UNASSIGNED: Rapid weight gain during puberty is associated with development of islet autoimmunity. Puberty itself had no significant influence on the appearance of autoantibodies or type 1 diabetes. Further studies are needed to better understand the underlying mechanisms.
摘要:
■1型糖尿病发病率的2个高峰发生在儿童早期和青春期。
■我们试图更好地理解青春期之间的关系,胰岛自身免疫,1型糖尿病。
■青春期,胰岛自身免疫,在青年糖尿病的环境决定因素(TEDDY)研究中,对儿童的1型糖尿病进展进行了前瞻性调查。青春期的开始是由Tanner阶段的受试者自我评估确定的。青春期进展速度之间的关联,青春期生长,体重增加,胰岛素抵抗的稳态模型评估(HOMA-IR),胰岛自身免疫,并评估了1型糖尿病的进展。使用Cox比例风险比分析个体因素的影响。
■在5677名8岁仍在研究的儿童中,95%报告至少1个Tanner阶段得分并纳入研究。与青春期前儿童(Tanner阶段1)相比,青春期儿童(Tanner阶段≥2)发生自身免疫事件的风险较低(HR0.65,95%CI0.45-0.93;P=.019)。体重指数Z评分的增加与胰岛素自身抗体的发生率较高(HR2.88,95%CI1.61-5.15;P<.001)相关。在患有多种自身抗体的儿童中,HOMA-IR和Tanner第4阶段的进展速度均与1型糖尿病的进展无关.

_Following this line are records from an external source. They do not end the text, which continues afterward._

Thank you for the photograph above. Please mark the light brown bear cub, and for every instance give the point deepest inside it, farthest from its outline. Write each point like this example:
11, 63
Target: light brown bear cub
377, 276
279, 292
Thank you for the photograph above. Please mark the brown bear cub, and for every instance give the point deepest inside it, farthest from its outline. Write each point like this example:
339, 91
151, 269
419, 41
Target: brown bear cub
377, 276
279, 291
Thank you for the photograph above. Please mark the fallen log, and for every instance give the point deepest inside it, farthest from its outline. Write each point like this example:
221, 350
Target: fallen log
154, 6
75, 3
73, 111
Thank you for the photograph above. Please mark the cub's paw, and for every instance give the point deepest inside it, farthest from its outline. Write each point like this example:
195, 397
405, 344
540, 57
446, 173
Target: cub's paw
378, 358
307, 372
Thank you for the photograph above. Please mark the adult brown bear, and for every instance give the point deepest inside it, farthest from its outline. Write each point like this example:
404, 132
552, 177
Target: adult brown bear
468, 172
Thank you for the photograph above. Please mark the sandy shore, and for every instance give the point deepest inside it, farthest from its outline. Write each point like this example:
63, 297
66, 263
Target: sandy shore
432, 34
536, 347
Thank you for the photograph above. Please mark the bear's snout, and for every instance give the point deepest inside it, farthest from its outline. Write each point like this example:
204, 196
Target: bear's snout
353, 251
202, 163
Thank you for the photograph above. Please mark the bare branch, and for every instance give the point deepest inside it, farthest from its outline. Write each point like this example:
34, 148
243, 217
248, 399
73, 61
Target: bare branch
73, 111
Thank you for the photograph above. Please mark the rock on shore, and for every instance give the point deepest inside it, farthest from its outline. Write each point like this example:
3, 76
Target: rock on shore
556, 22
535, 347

■青春期体重的快速增加与胰岛自身免疫的发展有关。青春期本身对自身抗体或1型糖尿病的出现没有显着影响。需要进一步的研究来更好地了解潜在的机制。
■我们试图更好地理解青春期之间的关系,胰岛自身免疫,1型糖尿病。
■青春期,胰岛自身免疫,在青年糖尿病的环境决定因素(TEDDY)研究中,对儿童的1型糖尿病进展进行了前瞻性调查。青春期的开始是由Tanner阶段的受试者自我评估确定的。青春期进展速度之间的关联,青春期生长,体重增加,胰岛素抵抗的稳态模型评估(HOMA-IR),胰岛自身免疫,并评估了1型糖尿病的进展。使用Cox比例风险比分析个体因素的影响。
■在5677名8岁仍在研究的儿童中,95%报告至少1个Tanner阶段得分并纳入研究。与青春期前儿童(Tanner阶段1)相比,青春期儿童(Tanner阶段≥2)发生自身免疫事件的风险较低(HR0.65,95%CI0.45-0.93;P=.019)。体重指数Z评分的增加与胰岛素自身抗体的发生率较高(HR2.88,95%CI1.61-5.15;P<.001)相关。在患有多种自身抗体的儿童中,HOMA-IR和Tanner第4阶段的进展速度均与1型糖尿病的进展无关.
■青春期体重的快速增加与胰岛自身免疫的发展有关。青春期本身对自身抗体或1型糖尿病的出现没有显着影响。需要进一步的研究来更好地了解潜在的机制。